Overall analysis of LV wall motion revealed significant (P < 0.05) differences between MPI with and without respiratory triggering. Per segment analysis documented regional differences with reduced wall motion in the antero-septal wall, compensated by an increase in the inferior wall motion when comparing respiratory triggered with regular MPI (Figure 4). By contrast, there was no significant difference in regional wall thickening between MPI with and without respiratory triggering.

Figure 4
figure 4

Per segment analysis of wall motion extracted from electrocardiogram-gated MPI with (A) and without respiratory triggering (B). The percentage difference plot (C) reveals that inspiration breath-hold is associated with a decrease in antero-septal wall motion, compensated by an increase in the inferior segments

Discussion

The recent introduction of CZT gamma cameras with its impressive detector miniaturization allows an alignment of the detectors around the patient which renders the need for camera rotation unnecessary and therefore substantially reduces scan times.8,9 Thus, these improvements compared to conventional dual-head SPECT cameras may pave the way for a more wide-spread use of respiratory triggering. The latter has been shown to improve MPI quality by reducing respiratory-related motion artefacts.3,4 Furthermore, if performed at deep inspiration levels, respiratory triggering may—similar to the well-established effect of prone position on MPI—help to reduce artefacts caused by soft-tissue attenuation or spill-over effects due to sub-diaphragmatic tracer activity.

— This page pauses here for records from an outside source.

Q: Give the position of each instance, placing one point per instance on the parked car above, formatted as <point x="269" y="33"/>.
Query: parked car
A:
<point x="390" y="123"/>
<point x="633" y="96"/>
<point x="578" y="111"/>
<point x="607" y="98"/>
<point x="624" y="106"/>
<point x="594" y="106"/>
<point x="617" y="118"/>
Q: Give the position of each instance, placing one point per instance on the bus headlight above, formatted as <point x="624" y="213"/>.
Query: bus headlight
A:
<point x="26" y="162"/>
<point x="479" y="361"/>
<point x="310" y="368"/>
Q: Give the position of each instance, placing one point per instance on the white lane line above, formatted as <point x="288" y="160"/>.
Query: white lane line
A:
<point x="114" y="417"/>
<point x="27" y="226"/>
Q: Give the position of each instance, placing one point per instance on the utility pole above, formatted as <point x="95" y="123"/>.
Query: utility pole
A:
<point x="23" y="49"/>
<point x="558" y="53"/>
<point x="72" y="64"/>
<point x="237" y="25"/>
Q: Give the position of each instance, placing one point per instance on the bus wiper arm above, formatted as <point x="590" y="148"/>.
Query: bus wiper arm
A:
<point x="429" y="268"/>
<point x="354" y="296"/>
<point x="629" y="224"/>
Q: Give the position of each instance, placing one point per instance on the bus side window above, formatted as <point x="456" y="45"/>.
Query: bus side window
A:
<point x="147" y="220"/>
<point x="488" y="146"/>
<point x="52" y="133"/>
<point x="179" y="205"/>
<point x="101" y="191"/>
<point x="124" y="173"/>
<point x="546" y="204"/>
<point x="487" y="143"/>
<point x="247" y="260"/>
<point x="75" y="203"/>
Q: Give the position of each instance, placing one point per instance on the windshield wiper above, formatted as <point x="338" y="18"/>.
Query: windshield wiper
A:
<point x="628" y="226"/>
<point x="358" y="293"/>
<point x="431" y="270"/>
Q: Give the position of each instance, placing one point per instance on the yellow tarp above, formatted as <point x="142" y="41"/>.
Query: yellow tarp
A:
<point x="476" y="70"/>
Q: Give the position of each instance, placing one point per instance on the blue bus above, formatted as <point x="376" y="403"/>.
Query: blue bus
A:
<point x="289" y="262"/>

This study assesses the impact of such respiratory triggering at deep inspiration levels on LV function parameters extracted from MPI. In line with previous reports using echocardiography,11,15,16 cardiac catheterization,10,12,13 and nuclear imaging,14,19 LV volumes decreased at inspiration. Interestingly, however, the present data reveal no change in LVEF, contrary to some of the previous reports.14,19 This may be due to the fact that previous studies have compared LVEF between expiration and inspiration, whereas in this study a comparison between regular breathing and breath-hold at deep inspiration levels was performed, leading to less pronounced differences.

Our results confirm that LVEF values obtained from scanning with respiratory triggering at deep inspiration levels can be reliably used as the values are interchangeable with those obtained from regular MPI. By contrast, absolute LV volumes are not interchangeable and therefore must be judged with caution when obtained at deep inspiration, as the latter decreases the volumes.

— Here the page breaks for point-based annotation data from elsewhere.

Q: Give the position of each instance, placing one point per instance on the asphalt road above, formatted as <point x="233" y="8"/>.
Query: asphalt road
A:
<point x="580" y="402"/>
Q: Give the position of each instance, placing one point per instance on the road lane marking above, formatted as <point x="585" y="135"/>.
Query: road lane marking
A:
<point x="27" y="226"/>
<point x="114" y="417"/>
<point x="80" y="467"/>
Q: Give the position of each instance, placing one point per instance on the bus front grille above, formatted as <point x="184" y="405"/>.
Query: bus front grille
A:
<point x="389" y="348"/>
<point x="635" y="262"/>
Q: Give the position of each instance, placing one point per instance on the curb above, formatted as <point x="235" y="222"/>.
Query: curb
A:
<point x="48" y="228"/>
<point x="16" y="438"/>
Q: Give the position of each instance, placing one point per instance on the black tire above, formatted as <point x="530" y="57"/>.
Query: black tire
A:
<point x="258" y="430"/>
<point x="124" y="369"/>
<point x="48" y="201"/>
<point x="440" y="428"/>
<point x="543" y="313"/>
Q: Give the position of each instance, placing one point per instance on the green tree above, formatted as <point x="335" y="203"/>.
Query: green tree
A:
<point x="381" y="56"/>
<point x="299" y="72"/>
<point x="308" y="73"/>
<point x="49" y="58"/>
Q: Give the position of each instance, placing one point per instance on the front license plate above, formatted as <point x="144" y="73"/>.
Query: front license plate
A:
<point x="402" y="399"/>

It is a well-known fact that respiration may affect diastolic filling and systolic ejection. Factors such as changes in LV transmural pressures and decreased LV preload have been identified as mechanisms contributing to variations in the ventricular volumes with inspiration. Furthermore, several studies suggest that an increase in right ventricular volume may cause a decrease in LV compliance through ventricular interdependence.11,13,14 This may to some extent explain the relative decrease in antero-septal LV wall motion found in this study during breath-hold at deep inspiration.

While previous reports have focused mainly on how respiratory triggering affects myocardial tracer uptake, our study is the first to demonstrate its effects on LV functional parameters of patients. Importantly, when compared to regular MPI, respiratory triggering yields interchangeable LVEV values but introduced significant changes regarding LV volumes and wall motion. The magnitude of these changes should be taken into account when evaluating respiratory-triggered MPI studies.

It may be perceived as a limitation that in this study a comparison was conducted between breath-hold at deep inspiration levels and regular breathing (i.e. an average of regular inspiration and expiration) but not between deep inspiration and forced expiration. However, the aim of this study was to evaluate the effects of respiratory triggering on every-day clinical MPI which is not performed at forced expiration. Therefore, we felt it more adequate to use regular breathing as standard of reference.

Conclusion

Respiratory-triggered MPI with breath-hold at deep inspiration levels introduces significant changes to the measured LV volumes, stroke volumes and wall motion but does not significantly affect LVEF when compared to regular MPI with normal breathing.